Adherence to supplementation was 91.7% (22 of 24 participants) in the intervention group, with two participants (8.3%) non-adherent due to difficulty swallowing the capsules (n = 1) and parental concerns (n = 1). No serious adverse effects were reported. Mild gastrointestinal discomfort was observed in three participants (12.5%), presenting as transient nausea (n = 2) and mild diarrhea (n = 1). Symptoms resolved without intervention. No adverse effects occurred in the control group. All intervention group participants completed the study.

4. Discussion

The findings of this study provide compelling evidence on the efficacy of vitamin supplementation in managing hyperhomocysteinemia among children with NS. The significant reduction in plasma homocysteine levels observed in the intervention group underscores the potential therapeutic role of vitamin B supplementation in this population.

Hyperhomocysteinemia has been identified as a prevalent concern in pediatric NS patients. A study conducted in Nigeria reported that 57.1% of children with NS exhibited elevated homocysteine levels, with mean concentrations significantly higher than those of healthy controls ⁴. This aligns with our baseline findings, where mean homocysteine levels were elevated in both the intervention and control groups.

Beyond homocysteine reduction, our study observed favorable changes in lipid profiles among participants receiving vitamin supplementation. Total cholesterol, LDL cholesterol, and triglyceride levels decreased, while HDL cholesterol levels increased in the intervention group. These findings are noteworthy, as dyslipidemia is a common complication in NS, contributing to an increased risk of cardiovascular disease. The observed lipid-modifying effects of vitamin supplementation may be attributed to the role of B vitamins in lipid metabolism and their potential to improve endothelial function ^{1, 13}.

Renal function parameters also improved over the six-month period, with reductions in serum creatinine and urea levels, alongside increases in serum albumin concentrations. While both groups exhibited these improvements, the changes were more pronounced in the intervention group. This suggests that factors beyond vitamin supplementation, such as standard medical management and dietary interventions, may have contributed to the observed renal function enhancements.

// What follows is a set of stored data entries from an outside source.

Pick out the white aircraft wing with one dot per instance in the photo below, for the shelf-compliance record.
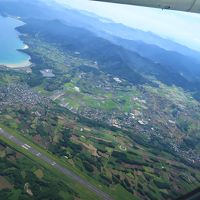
(181, 5)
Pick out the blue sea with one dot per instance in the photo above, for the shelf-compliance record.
(10, 42)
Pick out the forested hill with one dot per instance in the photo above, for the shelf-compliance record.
(112, 58)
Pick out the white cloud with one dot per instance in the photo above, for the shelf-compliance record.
(179, 26)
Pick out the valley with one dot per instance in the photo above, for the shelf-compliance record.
(127, 123)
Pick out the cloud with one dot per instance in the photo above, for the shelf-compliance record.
(179, 26)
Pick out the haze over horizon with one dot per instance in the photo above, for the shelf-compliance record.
(180, 27)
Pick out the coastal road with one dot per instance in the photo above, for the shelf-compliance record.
(57, 166)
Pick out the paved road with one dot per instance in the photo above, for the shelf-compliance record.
(60, 168)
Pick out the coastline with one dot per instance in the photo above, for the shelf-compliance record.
(17, 65)
(22, 63)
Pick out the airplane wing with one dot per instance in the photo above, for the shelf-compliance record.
(181, 5)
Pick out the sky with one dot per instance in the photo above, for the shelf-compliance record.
(178, 26)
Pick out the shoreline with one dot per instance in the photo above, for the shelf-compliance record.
(24, 63)
(17, 65)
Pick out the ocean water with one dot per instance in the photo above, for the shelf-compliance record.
(10, 42)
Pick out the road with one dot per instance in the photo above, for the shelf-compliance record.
(59, 167)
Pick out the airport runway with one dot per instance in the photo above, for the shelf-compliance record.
(60, 168)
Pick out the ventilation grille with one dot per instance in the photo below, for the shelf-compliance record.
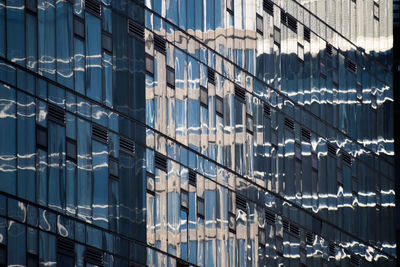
(270, 217)
(93, 7)
(329, 50)
(66, 246)
(355, 260)
(99, 133)
(294, 229)
(351, 65)
(241, 203)
(192, 177)
(211, 76)
(56, 114)
(292, 23)
(126, 145)
(305, 134)
(347, 159)
(331, 149)
(160, 162)
(267, 110)
(240, 94)
(159, 44)
(283, 17)
(135, 29)
(331, 249)
(285, 224)
(309, 238)
(307, 34)
(93, 256)
(268, 7)
(289, 123)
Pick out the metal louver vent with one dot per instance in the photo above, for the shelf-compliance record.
(285, 224)
(241, 203)
(267, 110)
(268, 7)
(331, 249)
(305, 134)
(93, 256)
(126, 145)
(347, 159)
(329, 49)
(240, 94)
(355, 260)
(294, 229)
(283, 17)
(211, 76)
(99, 133)
(56, 114)
(192, 178)
(160, 162)
(135, 29)
(65, 246)
(289, 123)
(159, 44)
(309, 238)
(93, 7)
(307, 34)
(351, 65)
(331, 149)
(292, 23)
(270, 217)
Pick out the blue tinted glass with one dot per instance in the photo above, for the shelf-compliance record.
(26, 81)
(26, 146)
(46, 38)
(15, 30)
(84, 178)
(93, 57)
(64, 43)
(100, 184)
(56, 148)
(16, 244)
(8, 149)
(7, 73)
(107, 66)
(79, 66)
(31, 42)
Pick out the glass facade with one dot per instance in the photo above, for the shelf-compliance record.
(196, 133)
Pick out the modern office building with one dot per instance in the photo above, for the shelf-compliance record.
(197, 133)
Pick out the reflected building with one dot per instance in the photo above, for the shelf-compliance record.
(197, 133)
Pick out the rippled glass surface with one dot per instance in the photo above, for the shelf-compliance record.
(202, 133)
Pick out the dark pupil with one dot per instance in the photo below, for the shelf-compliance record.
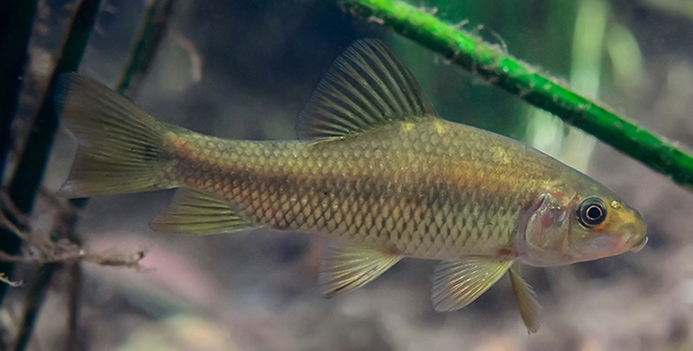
(593, 212)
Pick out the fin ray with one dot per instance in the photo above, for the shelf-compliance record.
(367, 87)
(119, 142)
(346, 267)
(457, 284)
(526, 298)
(198, 212)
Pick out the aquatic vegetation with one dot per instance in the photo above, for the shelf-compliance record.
(645, 284)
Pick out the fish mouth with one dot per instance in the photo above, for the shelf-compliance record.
(639, 244)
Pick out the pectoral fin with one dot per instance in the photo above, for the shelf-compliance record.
(457, 284)
(346, 267)
(526, 298)
(197, 212)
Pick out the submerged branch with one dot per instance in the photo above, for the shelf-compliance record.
(520, 79)
(26, 180)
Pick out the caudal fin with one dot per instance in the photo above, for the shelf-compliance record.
(119, 143)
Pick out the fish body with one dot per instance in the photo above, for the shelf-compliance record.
(376, 169)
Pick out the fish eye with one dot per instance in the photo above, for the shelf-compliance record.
(592, 212)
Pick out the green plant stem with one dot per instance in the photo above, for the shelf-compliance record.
(27, 177)
(151, 33)
(528, 83)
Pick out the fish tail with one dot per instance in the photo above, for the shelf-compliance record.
(119, 143)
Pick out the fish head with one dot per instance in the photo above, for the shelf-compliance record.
(579, 224)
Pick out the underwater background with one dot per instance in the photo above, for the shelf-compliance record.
(243, 70)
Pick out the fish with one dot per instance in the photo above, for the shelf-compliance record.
(375, 169)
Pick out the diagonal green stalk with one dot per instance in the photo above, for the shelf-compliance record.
(151, 34)
(528, 83)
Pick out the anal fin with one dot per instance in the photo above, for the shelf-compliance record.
(198, 212)
(346, 267)
(457, 284)
(526, 298)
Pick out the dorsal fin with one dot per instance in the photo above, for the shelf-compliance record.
(366, 87)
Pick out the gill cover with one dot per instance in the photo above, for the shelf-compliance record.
(546, 230)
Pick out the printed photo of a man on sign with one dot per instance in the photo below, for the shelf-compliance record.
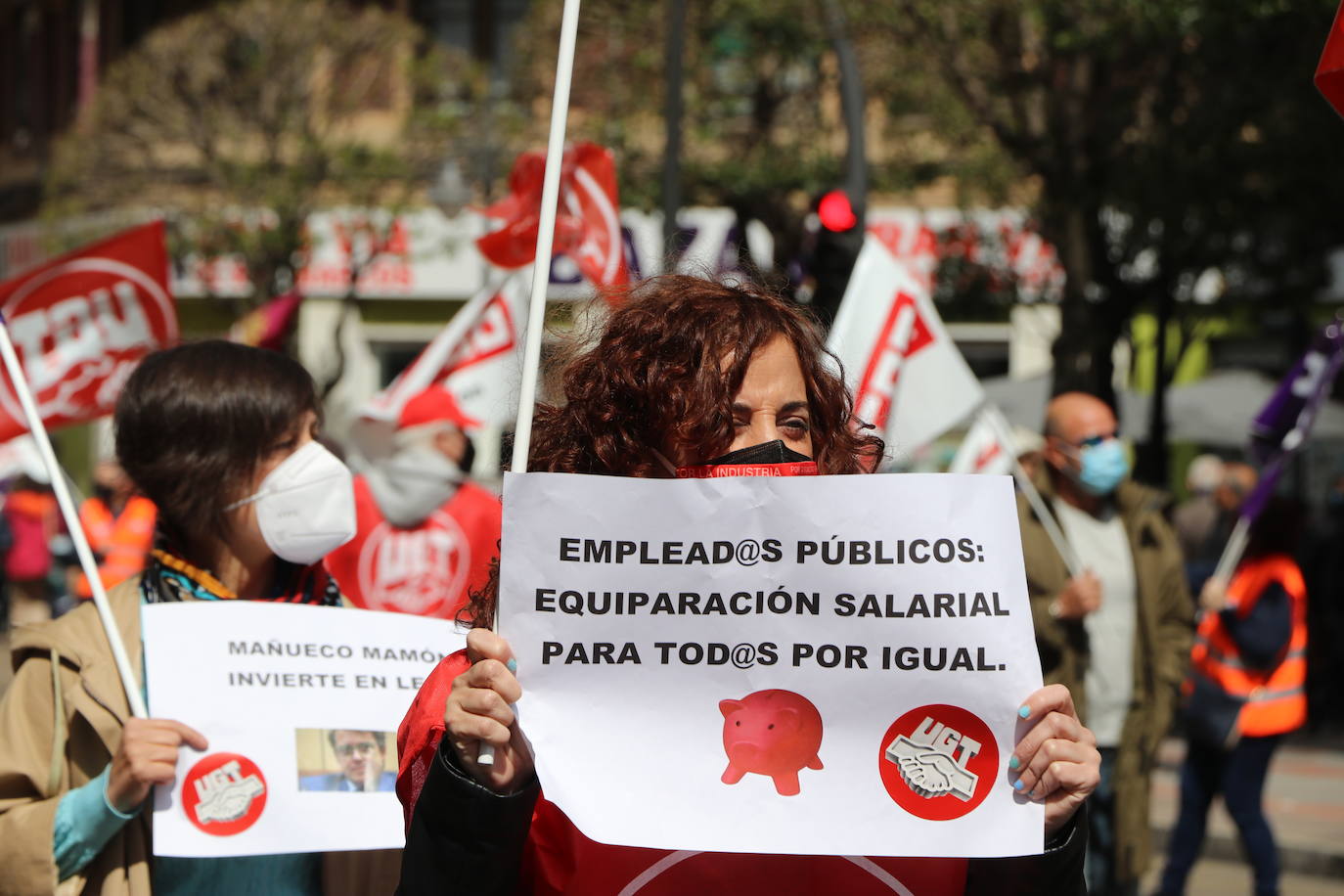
(345, 760)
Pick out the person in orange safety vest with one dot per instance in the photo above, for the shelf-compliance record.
(1246, 690)
(119, 527)
(426, 535)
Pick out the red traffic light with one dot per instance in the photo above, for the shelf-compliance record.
(836, 212)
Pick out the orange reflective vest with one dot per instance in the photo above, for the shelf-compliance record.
(1275, 697)
(122, 540)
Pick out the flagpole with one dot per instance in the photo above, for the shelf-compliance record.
(1038, 503)
(58, 485)
(542, 262)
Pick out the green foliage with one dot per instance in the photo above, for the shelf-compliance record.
(240, 121)
(1163, 139)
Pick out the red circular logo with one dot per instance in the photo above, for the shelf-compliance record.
(938, 762)
(79, 330)
(223, 794)
(420, 571)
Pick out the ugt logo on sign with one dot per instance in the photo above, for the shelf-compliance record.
(938, 762)
(223, 794)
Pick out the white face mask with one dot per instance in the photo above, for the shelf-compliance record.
(305, 507)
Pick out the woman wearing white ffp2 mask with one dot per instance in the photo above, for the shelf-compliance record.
(221, 437)
(305, 506)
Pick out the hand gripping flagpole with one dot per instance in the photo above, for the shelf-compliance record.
(67, 510)
(542, 262)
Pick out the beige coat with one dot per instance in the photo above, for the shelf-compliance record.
(56, 739)
(1163, 640)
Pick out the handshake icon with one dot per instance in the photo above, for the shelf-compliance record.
(930, 770)
(226, 794)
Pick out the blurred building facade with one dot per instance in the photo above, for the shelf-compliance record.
(53, 53)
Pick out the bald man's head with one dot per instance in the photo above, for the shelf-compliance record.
(1238, 481)
(1074, 417)
(1074, 422)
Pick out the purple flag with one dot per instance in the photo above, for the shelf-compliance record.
(1285, 422)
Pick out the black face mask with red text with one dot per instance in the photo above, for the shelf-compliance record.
(768, 458)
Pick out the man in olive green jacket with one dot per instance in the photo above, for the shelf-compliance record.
(1127, 547)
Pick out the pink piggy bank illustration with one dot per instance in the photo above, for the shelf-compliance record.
(770, 733)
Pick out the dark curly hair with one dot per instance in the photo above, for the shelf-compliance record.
(661, 374)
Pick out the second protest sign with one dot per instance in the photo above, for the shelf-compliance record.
(815, 665)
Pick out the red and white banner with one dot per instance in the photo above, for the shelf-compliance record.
(82, 323)
(909, 379)
(981, 450)
(476, 357)
(588, 223)
(1329, 74)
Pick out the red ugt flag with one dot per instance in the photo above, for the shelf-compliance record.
(1329, 74)
(81, 323)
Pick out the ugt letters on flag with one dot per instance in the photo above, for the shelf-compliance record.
(909, 379)
(81, 323)
(476, 357)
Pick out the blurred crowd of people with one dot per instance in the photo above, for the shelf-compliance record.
(1138, 623)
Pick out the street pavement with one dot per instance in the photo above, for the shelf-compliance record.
(1304, 799)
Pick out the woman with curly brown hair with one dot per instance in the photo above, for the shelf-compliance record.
(687, 378)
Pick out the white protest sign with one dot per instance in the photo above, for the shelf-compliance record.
(300, 705)
(813, 665)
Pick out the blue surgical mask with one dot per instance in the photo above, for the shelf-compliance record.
(1103, 468)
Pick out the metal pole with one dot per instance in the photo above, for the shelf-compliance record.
(542, 262)
(672, 115)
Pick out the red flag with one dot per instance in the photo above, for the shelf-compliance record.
(588, 220)
(81, 324)
(1329, 74)
(269, 326)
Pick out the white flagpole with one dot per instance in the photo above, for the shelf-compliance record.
(542, 261)
(996, 422)
(71, 516)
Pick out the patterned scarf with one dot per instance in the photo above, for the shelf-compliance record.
(168, 579)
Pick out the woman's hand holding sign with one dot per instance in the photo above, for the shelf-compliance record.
(1058, 762)
(478, 712)
(146, 756)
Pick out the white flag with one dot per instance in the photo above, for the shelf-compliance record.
(981, 450)
(476, 357)
(909, 379)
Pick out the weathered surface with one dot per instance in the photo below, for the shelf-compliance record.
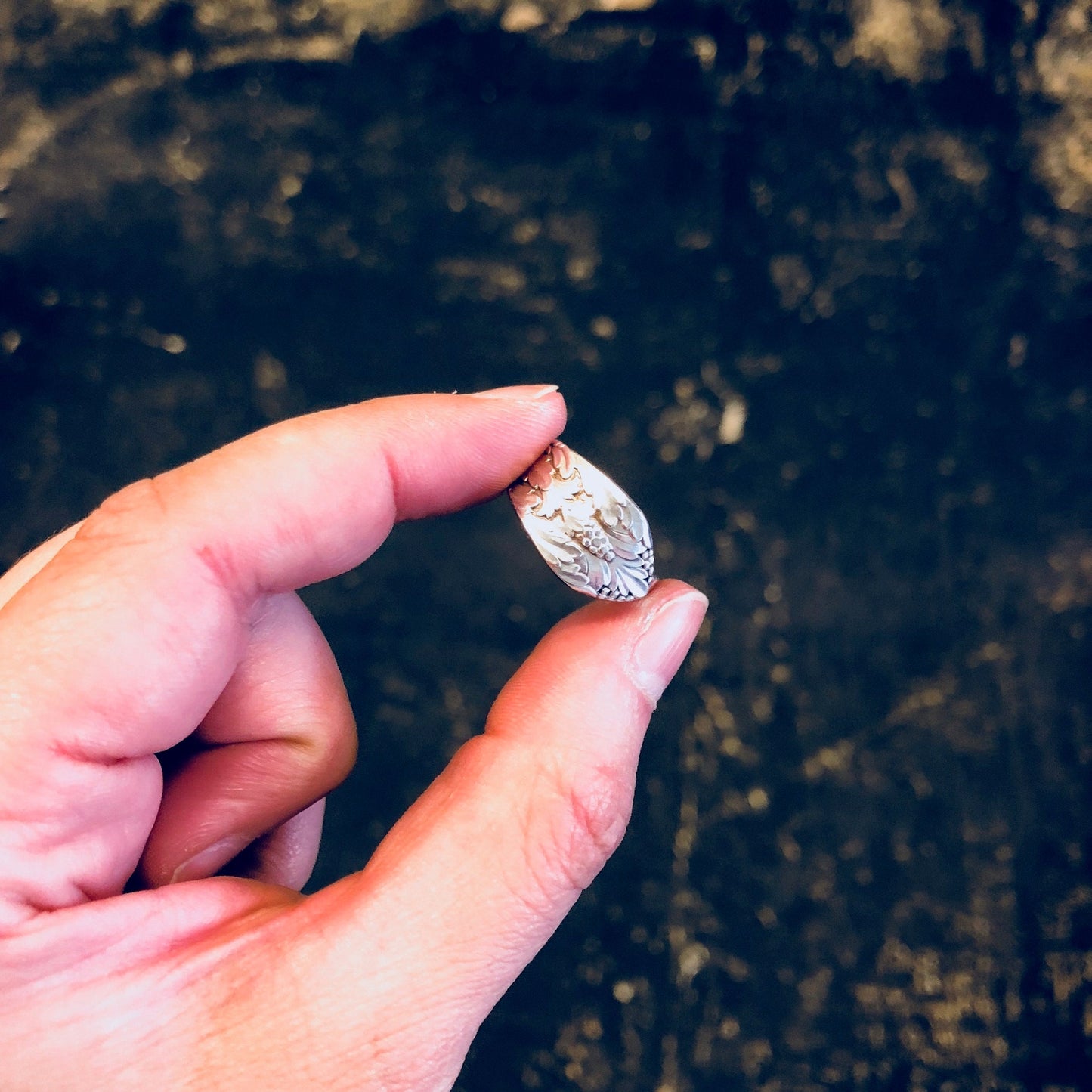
(814, 279)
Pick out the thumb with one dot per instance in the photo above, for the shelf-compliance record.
(476, 876)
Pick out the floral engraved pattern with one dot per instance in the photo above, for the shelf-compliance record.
(586, 529)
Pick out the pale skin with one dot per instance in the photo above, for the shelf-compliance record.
(172, 611)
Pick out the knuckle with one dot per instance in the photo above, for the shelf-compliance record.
(135, 513)
(586, 816)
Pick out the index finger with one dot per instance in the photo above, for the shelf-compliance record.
(128, 635)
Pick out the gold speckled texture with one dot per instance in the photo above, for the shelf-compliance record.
(815, 281)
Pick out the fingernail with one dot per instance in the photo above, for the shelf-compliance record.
(525, 393)
(662, 647)
(210, 861)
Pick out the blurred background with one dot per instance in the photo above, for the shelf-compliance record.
(815, 280)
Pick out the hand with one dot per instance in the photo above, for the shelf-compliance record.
(171, 611)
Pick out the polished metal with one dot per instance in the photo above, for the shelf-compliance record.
(586, 529)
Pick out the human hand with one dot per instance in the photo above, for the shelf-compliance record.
(171, 613)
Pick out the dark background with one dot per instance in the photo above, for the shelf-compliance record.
(815, 282)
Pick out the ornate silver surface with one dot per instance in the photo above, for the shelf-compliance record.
(586, 529)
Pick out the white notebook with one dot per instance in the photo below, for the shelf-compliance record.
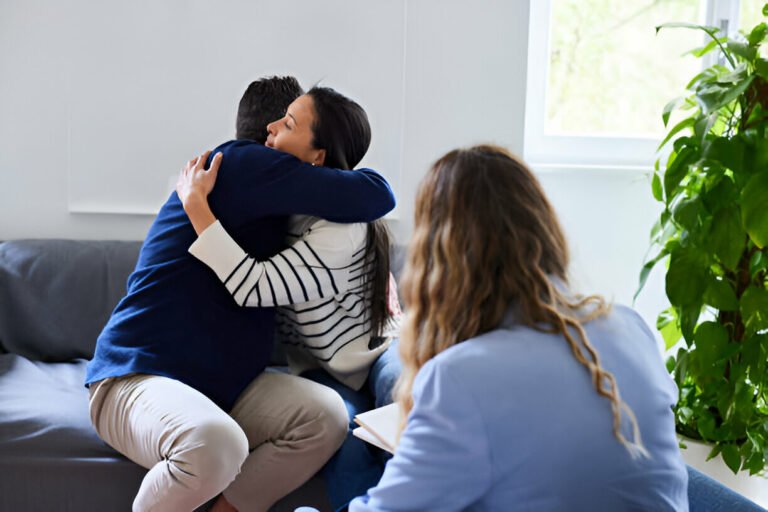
(379, 426)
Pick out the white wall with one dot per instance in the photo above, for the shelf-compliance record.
(433, 74)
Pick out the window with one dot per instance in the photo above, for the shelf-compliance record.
(606, 75)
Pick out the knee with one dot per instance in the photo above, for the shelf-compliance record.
(331, 417)
(215, 451)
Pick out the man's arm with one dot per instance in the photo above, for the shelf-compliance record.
(318, 266)
(256, 182)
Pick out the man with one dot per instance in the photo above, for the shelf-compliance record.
(178, 353)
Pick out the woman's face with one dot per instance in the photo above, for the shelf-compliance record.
(293, 132)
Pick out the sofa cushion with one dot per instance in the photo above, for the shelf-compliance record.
(56, 295)
(50, 456)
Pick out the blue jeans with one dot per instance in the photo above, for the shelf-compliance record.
(357, 466)
(708, 495)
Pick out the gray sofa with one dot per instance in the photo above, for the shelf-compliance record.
(55, 296)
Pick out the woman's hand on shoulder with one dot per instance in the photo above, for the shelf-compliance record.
(193, 186)
(195, 182)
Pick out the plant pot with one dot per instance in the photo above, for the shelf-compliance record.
(754, 487)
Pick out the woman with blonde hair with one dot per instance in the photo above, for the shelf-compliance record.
(519, 394)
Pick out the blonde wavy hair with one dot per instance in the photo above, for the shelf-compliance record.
(486, 238)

The findings of this study align with existing literature regarding the prevalence of hyperhomocysteinemia in children with NS. Previous research has demonstrated that hyperhomocysteinemia is common among pediatric NS patients, with studies indicating elevated homocysteine levels in this population ⁵. This consistency underscores the significance of addressing hyperhomocysteinemia in the management of NS. The marked reduction in homocysteine concentrations following vitamin supplementation in our study is consistent with existing literature, which demonstrates that supplementation with folic acid, vitamin B6, and vitamin B12 effectively lowers homocysteine levels ¹. Vitamin B supplementation significantly reduces plasma homocysteine levels, which is linked to better endothelial health, though direct improvements in vascular function remain inconclusive.

In contrast, some studies have reported that while vitamin supplementation effectively reduces homocysteine levels, it does not necessarily translate to improved clinical outcomes, such as reduced cardiovascular events ⁵. For instance, the FAVORIT trial demonstrated that high-dose folic acid, vitamin B6, and B12 supplementation decreased homocysteine levels but did not improve cardiovascular outcomes in patients with chronic kidney disease ⁸. This discrepancy may be due to differences in study populations, baseline homocysteine levels, and the presence of other risk factors ⁷.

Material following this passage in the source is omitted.